Special educators can ensure students with disabilities receive the support and services they need - even remotely: Evidence suggests that focusing special educators’ time on small-group or one-to-one interventions three to five times per week, coupled with regular progress monitoring, can help students with disabilities build their reading and math skills. If implemented effectively, these academic and behavioral interventions can be successfully delivered in a distance learning setting. Co-teaching strategies are unlikely to sufficiently meet students with disabilities' current needs.
The pandemic has increased needs among some of our most vulnerable student groups and schools need to take purposeful action to address the shifting landscape: For the growing population of students in immigrant families, new modes of schooling create new concerns and exacerbate existing challenges around privacy and immigration status. In addition to ensuring students’ privacy protection online, some school systems are taking proactive steps to affirmatively demonstrate their commitment to inclusion and support in ways that encourage student engagement and learning. Student homelessness was increasing even pre-pandemic. Following the most recent economic downturn, which has disproportionately affected students of color, schools will need to prioritize proactive identification of students who are eligible for supports under the McKinney-Vento act, offering frequent opportunities to update housing forms and identifying networks of trusted adults who can work with students in ways that incorporate their own expertise and lived experiences.
You can find more insights in our briefs on improving the quality of distance and blended learning, supports for immigrant-origin students, responsibly reducing school budgets, addressing learning loss, providing broad-based academic supports for all students, supporting students experiencing homelessness, supporting students with disabilities, helping high school students transition to college and career, and sustaining teacher training during COVID-19. Upcoming briefs will highlight what research tells us about social and emotional learning, rebuilding a positive school climate, reducing the dropout rate, adapting data systems to meet current needs, supporting teachers and staff facing challenges outside the classroom, and assisting students in juvenile detention systems and students in foster care.
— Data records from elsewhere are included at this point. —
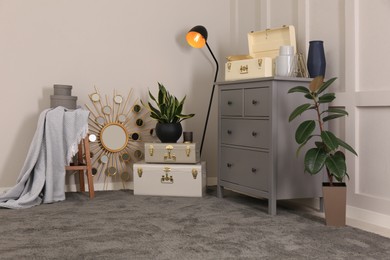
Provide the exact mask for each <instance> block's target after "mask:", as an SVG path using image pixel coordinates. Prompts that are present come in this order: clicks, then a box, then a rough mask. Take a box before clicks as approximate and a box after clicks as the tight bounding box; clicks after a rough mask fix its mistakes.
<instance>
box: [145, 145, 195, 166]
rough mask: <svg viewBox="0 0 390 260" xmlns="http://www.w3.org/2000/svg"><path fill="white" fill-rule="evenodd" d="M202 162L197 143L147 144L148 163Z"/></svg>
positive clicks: (147, 162) (147, 160) (146, 159)
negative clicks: (196, 146)
mask: <svg viewBox="0 0 390 260" xmlns="http://www.w3.org/2000/svg"><path fill="white" fill-rule="evenodd" d="M199 161H200V156H199V152H198V151H197V150H196V145H195V143H188V144H187V143H145V162H147V163H197V162H199Z"/></svg>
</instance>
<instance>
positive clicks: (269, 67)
mask: <svg viewBox="0 0 390 260" xmlns="http://www.w3.org/2000/svg"><path fill="white" fill-rule="evenodd" d="M248 45H249V55H244V56H242V55H241V56H230V57H227V59H228V62H227V63H226V64H225V80H240V79H251V78H262V77H271V76H273V75H274V71H275V66H274V64H275V57H276V56H278V55H279V48H280V46H283V45H291V46H293V47H294V53H295V54H296V51H297V46H296V45H297V44H296V38H295V28H294V26H292V25H290V26H283V27H280V28H275V29H267V30H264V31H257V32H250V33H249V34H248Z"/></svg>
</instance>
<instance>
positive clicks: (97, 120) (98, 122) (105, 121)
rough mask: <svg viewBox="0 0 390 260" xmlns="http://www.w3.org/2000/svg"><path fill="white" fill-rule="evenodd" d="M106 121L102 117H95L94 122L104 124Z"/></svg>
mask: <svg viewBox="0 0 390 260" xmlns="http://www.w3.org/2000/svg"><path fill="white" fill-rule="evenodd" d="M105 122H106V120H105V119H104V117H101V116H99V117H97V118H96V123H98V124H99V125H104V123H105Z"/></svg>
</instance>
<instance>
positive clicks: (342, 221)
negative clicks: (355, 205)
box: [322, 182, 347, 227]
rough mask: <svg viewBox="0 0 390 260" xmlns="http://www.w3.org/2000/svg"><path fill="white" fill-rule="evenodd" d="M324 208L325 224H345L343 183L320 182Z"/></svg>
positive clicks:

Taken together, we hope these briefs can serve as conversation starters, providing practitioners and policymakers with useful, relevant evidence to inform debates and decisions about how to best support teachers, students, and their families during the 2020-21 school year and beyond. We don’t pretend that these briefs hold the all the answers to the myriad questions and challenges schools face in this moment, but we do believe that if data and evidence have a place at the tables where decisions are made, and are centered alongside teacher, student, and family voice, students are more likely to have the academic and social-emotional support they need to manage and even thrive during this unusual school year.